From builder to specialty bread baker
Event venue and speaker at SBN / 3R Business Connector event in June.
Hundreds of years ago bread was a central part of everyday life, from the process of making it, to the staple food of western diets.
Scott Wynands has brought that tradition back to life with the artisan breads he and his bakers create at Oh My Goodness Specialty Breads in Hastings. The recipe for his gluten, dairy, sugar and grain-free breads is something which has been 10 years in the making and saw him go from working as a builder and environmental resource manager to donning a baker’s apron.
The change has allowed him to follow a dream of having a space where he can not only create his nutritious breads but have the social interaction he loves.
“I knew it (the bread) would take off, but I didn’t know it would free me up to have my dream of creating social change,” Scott says.
The bakery, in Queen Street, has a space for people to relax, do some work, enjoy a meal and interact with each other. “I love the social element, the interaction,” he says.

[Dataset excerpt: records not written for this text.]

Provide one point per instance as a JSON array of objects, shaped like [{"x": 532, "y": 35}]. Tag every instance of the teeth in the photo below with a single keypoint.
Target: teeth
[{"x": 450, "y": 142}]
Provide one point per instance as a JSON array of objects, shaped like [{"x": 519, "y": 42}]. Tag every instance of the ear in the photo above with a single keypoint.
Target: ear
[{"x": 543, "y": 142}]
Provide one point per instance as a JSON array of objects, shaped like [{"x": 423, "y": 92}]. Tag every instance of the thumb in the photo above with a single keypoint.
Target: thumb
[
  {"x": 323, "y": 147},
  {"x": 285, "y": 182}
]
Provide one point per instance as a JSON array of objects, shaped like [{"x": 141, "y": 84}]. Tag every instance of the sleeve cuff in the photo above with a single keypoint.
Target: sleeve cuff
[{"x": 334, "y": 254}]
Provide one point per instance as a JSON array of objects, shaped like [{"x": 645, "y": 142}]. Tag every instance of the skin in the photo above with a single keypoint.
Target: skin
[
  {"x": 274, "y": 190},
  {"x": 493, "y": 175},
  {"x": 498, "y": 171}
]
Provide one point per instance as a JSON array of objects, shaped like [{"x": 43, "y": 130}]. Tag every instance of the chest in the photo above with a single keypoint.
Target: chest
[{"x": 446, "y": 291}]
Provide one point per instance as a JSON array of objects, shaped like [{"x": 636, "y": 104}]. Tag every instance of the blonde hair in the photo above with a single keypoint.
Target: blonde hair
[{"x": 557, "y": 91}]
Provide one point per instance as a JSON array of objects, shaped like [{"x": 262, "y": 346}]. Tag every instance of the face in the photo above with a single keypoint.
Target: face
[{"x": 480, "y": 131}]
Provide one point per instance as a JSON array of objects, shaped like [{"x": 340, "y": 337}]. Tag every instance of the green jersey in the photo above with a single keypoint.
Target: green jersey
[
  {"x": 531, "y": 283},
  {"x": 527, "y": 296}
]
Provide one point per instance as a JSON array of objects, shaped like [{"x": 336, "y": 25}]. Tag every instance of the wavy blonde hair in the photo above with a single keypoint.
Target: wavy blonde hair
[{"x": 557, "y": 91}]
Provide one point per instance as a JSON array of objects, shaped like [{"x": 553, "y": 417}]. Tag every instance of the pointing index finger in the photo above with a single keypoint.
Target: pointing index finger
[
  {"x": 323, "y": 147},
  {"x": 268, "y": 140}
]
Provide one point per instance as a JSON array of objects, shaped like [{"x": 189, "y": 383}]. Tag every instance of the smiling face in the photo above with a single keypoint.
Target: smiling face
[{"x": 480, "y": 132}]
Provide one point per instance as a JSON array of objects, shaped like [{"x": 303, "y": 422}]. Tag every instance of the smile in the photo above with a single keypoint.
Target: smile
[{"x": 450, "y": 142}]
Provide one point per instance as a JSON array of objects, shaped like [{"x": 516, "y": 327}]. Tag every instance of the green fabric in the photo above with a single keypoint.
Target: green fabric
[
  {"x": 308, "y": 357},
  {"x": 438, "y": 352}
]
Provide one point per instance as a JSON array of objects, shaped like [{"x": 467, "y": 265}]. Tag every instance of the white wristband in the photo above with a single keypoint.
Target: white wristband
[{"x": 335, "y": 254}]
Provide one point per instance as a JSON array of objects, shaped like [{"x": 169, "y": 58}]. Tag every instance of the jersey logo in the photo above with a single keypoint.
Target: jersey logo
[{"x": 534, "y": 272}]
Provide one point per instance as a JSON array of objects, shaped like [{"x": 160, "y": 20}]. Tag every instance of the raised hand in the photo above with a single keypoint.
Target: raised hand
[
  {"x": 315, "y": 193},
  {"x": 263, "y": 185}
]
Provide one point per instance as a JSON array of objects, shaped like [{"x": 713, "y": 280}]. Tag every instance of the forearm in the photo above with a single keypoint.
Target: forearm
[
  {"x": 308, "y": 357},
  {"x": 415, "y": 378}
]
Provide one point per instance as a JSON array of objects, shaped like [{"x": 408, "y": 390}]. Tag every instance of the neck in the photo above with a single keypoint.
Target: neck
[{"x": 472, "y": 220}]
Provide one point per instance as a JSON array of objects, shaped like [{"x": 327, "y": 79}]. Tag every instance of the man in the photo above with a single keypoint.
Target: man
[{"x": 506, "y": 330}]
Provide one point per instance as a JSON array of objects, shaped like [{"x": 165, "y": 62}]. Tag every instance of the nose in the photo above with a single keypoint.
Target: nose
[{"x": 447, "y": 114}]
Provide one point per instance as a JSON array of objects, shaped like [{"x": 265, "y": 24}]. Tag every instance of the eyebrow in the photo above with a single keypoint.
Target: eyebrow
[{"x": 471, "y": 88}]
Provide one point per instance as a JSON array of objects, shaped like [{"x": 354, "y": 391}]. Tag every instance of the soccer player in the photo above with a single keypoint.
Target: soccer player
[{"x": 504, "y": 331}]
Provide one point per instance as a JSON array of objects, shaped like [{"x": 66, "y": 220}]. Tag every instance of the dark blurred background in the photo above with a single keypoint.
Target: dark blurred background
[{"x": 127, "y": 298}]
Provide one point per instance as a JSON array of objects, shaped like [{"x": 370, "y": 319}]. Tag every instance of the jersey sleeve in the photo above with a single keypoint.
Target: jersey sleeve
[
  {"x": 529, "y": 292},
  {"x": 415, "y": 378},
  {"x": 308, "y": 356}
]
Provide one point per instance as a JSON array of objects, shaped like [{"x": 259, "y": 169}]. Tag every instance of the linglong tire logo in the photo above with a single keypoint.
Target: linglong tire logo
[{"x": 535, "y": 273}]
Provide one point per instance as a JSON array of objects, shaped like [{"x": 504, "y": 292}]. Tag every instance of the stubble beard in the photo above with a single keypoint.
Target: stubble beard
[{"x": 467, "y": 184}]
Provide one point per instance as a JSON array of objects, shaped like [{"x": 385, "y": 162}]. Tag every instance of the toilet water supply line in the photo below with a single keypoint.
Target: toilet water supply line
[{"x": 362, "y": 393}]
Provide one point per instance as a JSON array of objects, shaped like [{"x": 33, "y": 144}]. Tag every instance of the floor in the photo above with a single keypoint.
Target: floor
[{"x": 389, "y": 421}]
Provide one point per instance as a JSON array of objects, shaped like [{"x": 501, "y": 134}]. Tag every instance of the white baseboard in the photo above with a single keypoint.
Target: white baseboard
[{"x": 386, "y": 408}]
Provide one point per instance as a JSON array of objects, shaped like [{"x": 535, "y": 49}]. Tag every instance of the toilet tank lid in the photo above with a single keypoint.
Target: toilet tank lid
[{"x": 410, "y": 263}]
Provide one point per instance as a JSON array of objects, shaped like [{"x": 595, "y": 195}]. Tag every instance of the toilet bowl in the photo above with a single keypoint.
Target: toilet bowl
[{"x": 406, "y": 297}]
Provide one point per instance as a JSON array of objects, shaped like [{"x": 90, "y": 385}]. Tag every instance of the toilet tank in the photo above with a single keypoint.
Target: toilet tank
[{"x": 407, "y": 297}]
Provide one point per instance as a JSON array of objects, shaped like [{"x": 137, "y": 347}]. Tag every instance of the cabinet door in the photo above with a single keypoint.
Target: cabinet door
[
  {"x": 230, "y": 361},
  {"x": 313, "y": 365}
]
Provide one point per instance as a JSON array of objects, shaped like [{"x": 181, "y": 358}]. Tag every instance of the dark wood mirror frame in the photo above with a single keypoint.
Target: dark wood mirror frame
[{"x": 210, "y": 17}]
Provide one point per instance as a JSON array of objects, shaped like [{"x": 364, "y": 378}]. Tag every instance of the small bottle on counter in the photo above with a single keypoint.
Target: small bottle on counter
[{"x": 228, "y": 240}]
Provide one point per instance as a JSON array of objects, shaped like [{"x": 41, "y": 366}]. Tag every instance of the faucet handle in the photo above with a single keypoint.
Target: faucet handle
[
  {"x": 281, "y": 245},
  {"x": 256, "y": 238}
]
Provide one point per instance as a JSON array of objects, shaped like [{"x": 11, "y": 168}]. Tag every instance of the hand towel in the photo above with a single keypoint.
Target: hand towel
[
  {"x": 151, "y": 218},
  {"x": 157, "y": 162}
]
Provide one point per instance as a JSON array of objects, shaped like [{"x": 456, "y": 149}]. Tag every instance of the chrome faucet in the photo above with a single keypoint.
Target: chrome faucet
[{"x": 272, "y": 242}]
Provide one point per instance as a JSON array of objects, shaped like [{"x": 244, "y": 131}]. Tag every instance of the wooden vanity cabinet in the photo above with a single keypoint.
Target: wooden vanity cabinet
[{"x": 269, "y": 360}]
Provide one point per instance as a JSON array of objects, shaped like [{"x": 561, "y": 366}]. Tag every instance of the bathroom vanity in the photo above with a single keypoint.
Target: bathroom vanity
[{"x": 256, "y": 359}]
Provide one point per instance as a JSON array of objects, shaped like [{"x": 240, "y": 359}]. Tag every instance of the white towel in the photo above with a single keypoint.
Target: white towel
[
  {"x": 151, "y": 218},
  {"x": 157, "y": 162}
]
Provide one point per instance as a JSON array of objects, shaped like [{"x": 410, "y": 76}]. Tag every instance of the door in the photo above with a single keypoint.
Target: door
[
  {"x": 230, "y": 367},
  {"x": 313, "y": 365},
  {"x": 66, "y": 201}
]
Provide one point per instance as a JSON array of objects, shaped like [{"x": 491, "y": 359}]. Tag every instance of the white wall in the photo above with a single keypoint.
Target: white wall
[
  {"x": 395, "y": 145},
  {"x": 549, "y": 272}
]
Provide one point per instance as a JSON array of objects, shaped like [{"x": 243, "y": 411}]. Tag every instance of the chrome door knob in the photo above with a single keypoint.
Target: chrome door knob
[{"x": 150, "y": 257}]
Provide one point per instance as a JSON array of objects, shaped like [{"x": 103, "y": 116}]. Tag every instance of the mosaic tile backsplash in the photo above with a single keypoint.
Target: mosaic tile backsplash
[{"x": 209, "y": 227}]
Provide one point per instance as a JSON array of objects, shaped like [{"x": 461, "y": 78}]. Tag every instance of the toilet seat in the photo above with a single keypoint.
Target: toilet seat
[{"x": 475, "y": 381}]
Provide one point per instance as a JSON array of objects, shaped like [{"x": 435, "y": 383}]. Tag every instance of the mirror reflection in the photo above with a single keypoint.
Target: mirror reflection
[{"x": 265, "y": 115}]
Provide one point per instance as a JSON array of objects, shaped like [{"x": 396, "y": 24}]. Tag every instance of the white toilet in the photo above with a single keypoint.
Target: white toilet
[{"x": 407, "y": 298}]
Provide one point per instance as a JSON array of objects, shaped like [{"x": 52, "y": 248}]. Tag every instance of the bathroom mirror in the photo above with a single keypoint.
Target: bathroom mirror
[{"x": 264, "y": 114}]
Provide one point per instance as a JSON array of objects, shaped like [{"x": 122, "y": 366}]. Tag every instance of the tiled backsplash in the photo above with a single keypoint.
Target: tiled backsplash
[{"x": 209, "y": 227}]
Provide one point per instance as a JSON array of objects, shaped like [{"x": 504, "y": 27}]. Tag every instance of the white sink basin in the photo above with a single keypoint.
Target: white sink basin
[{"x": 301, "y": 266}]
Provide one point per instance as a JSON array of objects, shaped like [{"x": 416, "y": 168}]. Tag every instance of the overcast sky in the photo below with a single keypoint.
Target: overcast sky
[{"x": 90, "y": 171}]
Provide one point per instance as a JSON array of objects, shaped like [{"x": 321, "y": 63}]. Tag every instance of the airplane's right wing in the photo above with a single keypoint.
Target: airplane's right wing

The Space is offered for free or a subsidised price to events that have a beneficial environmental or social emphasis.
The bakery was used as a venue for a Sustainable Business Network Business Connector event on June 1 where Scott was also one of the speakers. The event was centred on “minimising food waste”, something Scott is passionate about.
The bakery carefully adjusts its volumes to only supply enough to the shops which sell the bread. The bread will keep for at least a week refrigerated and also freezes well, Scott says.
Any bread left over at the bakery is sold at a discount the next day or sliced and used in house, he says. “If we have a build-up of crusts or if something goes wrong in the oven we keep it, toast it and make it into crumbs.”
Waste is something he cannot abide, plus the bread is simply too good not to use, Scott says.